Rule 5 is a big one, over half a million cases, but the court said these weren't relevant, and we hide them from our own results by default, so I guess I'm OK with these being hidden from Google too.

Rule 6 I don't have a strong opinion on because I mostly don't know what goes down in those courts. I'll defer to @brianwc as a result. I'm a bit hesitant to pull down so much bankruptcy content though. A fair bit of this is probably corporate bankruptcies...do we really want to hide those too? Could we use bankruptcy filing chapters to refine this?

mlissner commented 6 years ago

Another good word to block: "paternity"

mlissner commented 4 years ago

Another one: "Wrongful termination". I think these have a disproportionate impact because if an employer gets the scent that you might not be easy to fire, they will definitely not hire you.

mlissner commented 3 years ago

I'm finally proceeding with the plan to remove copies amounts of cases from Google, above. I've already removed a couple hundred thousand cases, and more or getting removed as I type.

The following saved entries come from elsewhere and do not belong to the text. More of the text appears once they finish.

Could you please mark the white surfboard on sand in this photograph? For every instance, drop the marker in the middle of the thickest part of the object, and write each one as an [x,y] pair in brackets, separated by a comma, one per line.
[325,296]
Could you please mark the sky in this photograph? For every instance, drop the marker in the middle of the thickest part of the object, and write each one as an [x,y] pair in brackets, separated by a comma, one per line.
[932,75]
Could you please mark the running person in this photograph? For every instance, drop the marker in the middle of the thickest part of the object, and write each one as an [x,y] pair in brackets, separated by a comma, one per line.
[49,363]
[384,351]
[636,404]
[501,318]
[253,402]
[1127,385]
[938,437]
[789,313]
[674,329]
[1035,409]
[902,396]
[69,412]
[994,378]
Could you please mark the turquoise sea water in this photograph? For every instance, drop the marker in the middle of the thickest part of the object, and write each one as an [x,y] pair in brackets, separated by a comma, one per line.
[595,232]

I'll be adding this to the code for the going-forward basis too.

Last chance to review the categories, and to add some others.

mlissner commented 3 years ago

I used all the links in the comment above, except:

The code I used was:

In [26]: def block_by_str(s):
    ...:     page_size = 500
    ...:     main_query = build_main_query_from_query_string(
    ...:         s,
    ...:         {"rows": page_size, "fl": ["id", "cluster_id", "docket_id"], "caller": "cli"},
    ...:         { "highlight": False},
    ...:     )
    ...:     search = si.query().add_extra(**main_query)
    ...:     si.conn.http_connection.close()
    ...:     i = 0
    ...:     cluster_ids = set()
    ...:     docket_ids = set()
    ...:     paginator = Paginator(search, page_size)
    ...:     for page_number in paginator.page_range:
    ...:         print(f"Gathering ids. Doing page: {page_number}. {len(cluster_ids)} clusters; {len(docket_ids)} dockets.")
    ...:         page = paginator.page(page_number)
    ...:         for item in page:
    ...:             cluster_ids.add(item['cluster_id'])
    ...:             docket_ids.add(item['docket_id'])
    ...: 
    ...:     print(f"Found {len(cluster_ids)} clusters and {len(docket_ids)} dockets.")
    ...:     print("Updating clusters by chunk...")
    ...:     total_ocs = 0
    ...:     for i, chunk in enumerate(chunks(cluster_ids, 1000)):
    ...:         print("Doing cluster chunk: %s" % i)
    ...:         ocs = OpinionCluster.objects.filter(pk__in=chunk, blocked=True)
    ...:         total_ocs += ocs.update(blocked=True, date_blocked=now())
    ...: 
    ...:     print("Updating dockets by chunk...")
    ...:     total_ds = 0
    ...:     for i, chunk in enumerate(chunks(docket_ids, 1000)):
    ...:         print("Doing docket chunk: %s" % i)
    ...:         ds = Docket.objects.filter(id__in=chunk, blocked=True)
    ...:         total_ds += ds.update(blocked=True, date_blocked=now())
    ...: 
    ...: 
    ...:     print(f"Updated {total_ocs} clusters and {total_ds} dockets.")

And in the end, it was about 400k cases that got nuked. I will try to get this into our ingestion pipeline tomorrow so it's maintained, but in the meantime, I'm glad to have made these less accessible.

mlissner commented 3 years ago

I also added "grams of marijuana".

mlissner commented 3 years ago

This thread should have always been in a forum, not a bug tracker, and accordingly, I've posted it there for further discussion. Sorry for the many directions.

mlissner commented 3 years ago

There's two ways to do this. The first is to do it as we get content and the second is to do this once every week or month or whatever. The code is easier to write as a batch job because it's just a bunch of searches, but the bad part about that is that we have to mark the same cases as blocked over and over again b/c the blocked boolean isn't in the search DB.

So...doing it on an ingestion basis is probably better. It's more efficient anyway, most likely, but we'll have to hook it into every place we create content.

mlissner commented 3 years ago

Over 1,000 issues and PRs were filed since this ticket was created. That's really not great, but I'm happy to say that it's finally fixed as of now. This should be a privacy boost for those that are named by our cases.